# Syntaxe commande shell dans Apple Script



## Anonyme (29 Mars 2013)

Bonjour, 

une question de novice.

Soit la commande Terminal qui permet de lancer Safari en allemand, alors que le français est la langue principale sur l'ordi : 

/Applications/Safari.app/Contents/MacOS/Safari -AppleLanguages '(de)'

Si j' intègre cette commande dans un script (après un choix de langue), ça fonctionne, Safari se lance en allemand.

do shell script "/Applications/Safari.app/Contents/MacOS/Safari -AppleLanguages '(de)'"

Maintenant je dois faire la même chose avec Google Chrome.

La commande suivante fonctionne dans le Terminal :

/Applications/Google\ Chrome.app/Contents/MacOS/Google\ Chrome -AppleLanguages '(de)'

Mais la même commande dans Apple Script bute sur une erreur de syntaxe sur le premier espace après l'anti-slash.
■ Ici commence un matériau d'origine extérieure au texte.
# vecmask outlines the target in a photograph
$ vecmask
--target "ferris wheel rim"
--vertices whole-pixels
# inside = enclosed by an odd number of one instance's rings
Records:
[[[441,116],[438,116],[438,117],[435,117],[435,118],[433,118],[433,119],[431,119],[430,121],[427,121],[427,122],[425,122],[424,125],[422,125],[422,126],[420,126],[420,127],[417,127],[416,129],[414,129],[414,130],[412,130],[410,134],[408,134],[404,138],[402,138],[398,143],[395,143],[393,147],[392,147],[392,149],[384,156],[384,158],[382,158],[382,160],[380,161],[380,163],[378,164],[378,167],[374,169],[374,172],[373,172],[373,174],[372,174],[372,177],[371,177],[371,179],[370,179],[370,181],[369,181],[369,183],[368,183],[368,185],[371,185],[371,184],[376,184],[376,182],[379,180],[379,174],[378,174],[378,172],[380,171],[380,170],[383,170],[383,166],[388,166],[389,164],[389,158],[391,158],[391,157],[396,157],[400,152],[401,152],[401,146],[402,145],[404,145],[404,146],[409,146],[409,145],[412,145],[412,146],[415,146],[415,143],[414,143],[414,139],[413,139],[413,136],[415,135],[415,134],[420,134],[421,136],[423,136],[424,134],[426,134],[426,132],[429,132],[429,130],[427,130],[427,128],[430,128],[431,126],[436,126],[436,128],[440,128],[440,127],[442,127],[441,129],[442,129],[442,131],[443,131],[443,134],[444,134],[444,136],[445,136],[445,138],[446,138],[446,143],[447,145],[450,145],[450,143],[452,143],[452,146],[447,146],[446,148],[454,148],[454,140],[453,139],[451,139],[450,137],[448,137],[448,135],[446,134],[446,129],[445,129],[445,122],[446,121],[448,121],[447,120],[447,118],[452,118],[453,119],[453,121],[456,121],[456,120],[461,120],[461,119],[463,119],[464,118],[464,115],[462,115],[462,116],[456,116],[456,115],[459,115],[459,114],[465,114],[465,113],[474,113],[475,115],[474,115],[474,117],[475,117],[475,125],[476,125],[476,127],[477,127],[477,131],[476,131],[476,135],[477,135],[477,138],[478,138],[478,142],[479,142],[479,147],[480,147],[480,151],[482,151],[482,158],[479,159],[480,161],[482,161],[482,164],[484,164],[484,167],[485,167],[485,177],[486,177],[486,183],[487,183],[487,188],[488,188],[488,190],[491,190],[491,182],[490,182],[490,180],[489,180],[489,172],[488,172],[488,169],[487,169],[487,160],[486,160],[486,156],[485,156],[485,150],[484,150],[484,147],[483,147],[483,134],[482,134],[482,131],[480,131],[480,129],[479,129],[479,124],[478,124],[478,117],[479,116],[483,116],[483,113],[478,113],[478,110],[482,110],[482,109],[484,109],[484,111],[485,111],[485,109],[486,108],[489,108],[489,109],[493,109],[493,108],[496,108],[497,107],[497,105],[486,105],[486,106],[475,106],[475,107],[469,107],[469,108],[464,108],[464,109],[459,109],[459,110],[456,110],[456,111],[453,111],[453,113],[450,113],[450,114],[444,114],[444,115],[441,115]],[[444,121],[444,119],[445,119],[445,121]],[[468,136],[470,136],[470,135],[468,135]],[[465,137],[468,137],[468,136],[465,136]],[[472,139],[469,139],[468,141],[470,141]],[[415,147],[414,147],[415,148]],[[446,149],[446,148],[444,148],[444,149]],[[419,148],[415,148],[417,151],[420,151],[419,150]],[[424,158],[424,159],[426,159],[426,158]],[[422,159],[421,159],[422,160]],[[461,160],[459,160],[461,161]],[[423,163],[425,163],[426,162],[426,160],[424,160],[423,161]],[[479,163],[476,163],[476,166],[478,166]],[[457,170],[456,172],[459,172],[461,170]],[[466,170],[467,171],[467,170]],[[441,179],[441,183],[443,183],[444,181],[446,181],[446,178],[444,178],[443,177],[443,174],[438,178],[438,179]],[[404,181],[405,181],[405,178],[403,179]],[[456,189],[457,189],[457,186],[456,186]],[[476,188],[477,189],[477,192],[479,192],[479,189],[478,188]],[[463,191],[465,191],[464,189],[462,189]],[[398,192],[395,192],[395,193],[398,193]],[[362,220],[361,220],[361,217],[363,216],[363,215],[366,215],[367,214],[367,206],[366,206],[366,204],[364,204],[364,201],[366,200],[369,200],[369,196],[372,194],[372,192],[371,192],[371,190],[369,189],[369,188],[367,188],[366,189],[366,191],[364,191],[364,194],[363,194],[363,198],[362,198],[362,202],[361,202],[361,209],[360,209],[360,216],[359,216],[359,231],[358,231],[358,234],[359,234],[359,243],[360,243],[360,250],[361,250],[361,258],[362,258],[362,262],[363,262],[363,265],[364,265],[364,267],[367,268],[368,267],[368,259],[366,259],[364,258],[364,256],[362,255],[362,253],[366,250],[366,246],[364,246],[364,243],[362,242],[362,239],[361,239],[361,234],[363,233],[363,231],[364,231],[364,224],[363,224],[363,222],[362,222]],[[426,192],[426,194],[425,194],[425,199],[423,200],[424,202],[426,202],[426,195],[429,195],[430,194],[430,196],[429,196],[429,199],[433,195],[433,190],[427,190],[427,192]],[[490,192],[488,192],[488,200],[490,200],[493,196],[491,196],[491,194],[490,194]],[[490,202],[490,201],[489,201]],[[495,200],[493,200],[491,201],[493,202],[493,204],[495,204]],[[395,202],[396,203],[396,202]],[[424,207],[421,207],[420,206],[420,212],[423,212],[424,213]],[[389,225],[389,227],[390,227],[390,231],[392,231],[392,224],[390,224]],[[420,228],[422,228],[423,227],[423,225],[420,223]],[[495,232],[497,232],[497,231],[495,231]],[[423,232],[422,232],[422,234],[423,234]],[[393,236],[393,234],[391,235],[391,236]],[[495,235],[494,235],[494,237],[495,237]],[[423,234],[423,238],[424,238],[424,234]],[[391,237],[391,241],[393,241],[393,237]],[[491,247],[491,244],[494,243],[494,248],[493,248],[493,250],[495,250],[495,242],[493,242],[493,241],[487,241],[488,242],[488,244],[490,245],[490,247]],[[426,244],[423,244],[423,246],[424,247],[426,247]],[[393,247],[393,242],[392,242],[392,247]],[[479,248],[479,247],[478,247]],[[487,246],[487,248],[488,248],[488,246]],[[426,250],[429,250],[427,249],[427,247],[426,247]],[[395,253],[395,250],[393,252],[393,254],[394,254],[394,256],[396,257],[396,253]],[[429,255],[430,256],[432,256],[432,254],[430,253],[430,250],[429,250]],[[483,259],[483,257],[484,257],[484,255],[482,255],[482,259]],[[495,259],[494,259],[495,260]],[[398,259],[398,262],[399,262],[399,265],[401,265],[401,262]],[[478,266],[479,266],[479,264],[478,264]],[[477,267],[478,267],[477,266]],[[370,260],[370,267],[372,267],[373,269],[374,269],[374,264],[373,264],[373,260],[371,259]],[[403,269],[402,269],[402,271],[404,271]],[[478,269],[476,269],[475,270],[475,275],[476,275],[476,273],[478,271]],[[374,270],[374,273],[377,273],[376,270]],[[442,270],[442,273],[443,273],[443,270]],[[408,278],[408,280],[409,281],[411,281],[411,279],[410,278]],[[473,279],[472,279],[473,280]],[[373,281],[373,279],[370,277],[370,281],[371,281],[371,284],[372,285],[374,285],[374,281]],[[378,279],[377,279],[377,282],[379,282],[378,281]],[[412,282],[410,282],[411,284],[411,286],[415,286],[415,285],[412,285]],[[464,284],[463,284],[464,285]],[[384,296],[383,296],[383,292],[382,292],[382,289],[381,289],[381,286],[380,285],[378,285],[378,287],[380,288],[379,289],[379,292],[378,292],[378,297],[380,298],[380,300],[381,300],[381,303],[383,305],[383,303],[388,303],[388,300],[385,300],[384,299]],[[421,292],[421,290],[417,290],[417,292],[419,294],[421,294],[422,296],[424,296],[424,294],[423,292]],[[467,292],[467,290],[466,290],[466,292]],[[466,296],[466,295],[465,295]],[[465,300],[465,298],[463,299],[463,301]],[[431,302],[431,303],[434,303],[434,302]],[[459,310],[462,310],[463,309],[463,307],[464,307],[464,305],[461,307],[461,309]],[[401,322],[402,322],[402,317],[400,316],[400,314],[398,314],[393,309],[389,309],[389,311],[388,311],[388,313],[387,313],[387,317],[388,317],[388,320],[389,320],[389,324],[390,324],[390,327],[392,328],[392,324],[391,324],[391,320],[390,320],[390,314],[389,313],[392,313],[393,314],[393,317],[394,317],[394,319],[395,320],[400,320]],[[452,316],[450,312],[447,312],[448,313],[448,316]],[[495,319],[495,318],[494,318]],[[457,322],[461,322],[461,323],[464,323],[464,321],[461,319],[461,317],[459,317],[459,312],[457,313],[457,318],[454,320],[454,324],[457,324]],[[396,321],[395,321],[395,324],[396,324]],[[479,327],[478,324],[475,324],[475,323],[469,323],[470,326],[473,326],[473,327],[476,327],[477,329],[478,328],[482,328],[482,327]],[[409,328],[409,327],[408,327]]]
Si je supprime l'espace et/ou l'anti-slah, plus d'erreur de syntaxe, mais à l'exécution j'obtiens : no such file or directory.

Quelle doit donc être la syntaxe pour cette ligne, dans Apple Script :

do shell script "/Applications/Google\ Chrome.app/Contents/MacOS/Google\ Chrome -AppleLanguages '(de)'"

Merci !!


----------



## Larme (29 Mars 2013)

De mes souvenirs : Vire les \ devant les espaces.
Les guillemets foutent la merde avec les \. (cf. différences entre guillemets et apostrophes en Shell).

Édit :
Testes par exemple dans le Terminal :
echo "Is your home directory $HOME?"
echo "Is your home directory\ $HOME?"

Du coup, faudrait mieux voir ce qu'est qui n'est pas considéré exactement comme fichier ou répertoire (le message juste avant no such file or directory).


----------



## Anonyme (29 Mars 2013)

Merci pour ta réponse.

Je n'ai aucune erreur quand j'exécute ma commande dans le Terminal.

Mais en Apple Script, la ligne :

do shell script "/Applications/Google\ Chrome.app/Contents/MacOS/Google\ Chrome -AppleLanguages '(de)'"

me renvoie quand je compile : Erreur de syntaxe, " prévu mais jeton inconnu trouvé, et place le marqueur sur l'espace après le premier anti-slash, càd juste après Google\

Si je supprime l'espace, càd : Google\Chrome, même erreur avec le marqueur sur le "C".

Si je supprime l'anti-slash, c'est à dire : Google Chrome, il n'y a plus d'erreur de syntaxe, mais à l'exécution j'obtiens : 

sh : /Applications/Google : no such file or directory


Quant aux lignes que tu m'as donné, les 2 fonctionnent dans le terminal.


----------



## Larme (29 Mars 2013)

Ça fait longtemps que je n'ai pas fait de Shell...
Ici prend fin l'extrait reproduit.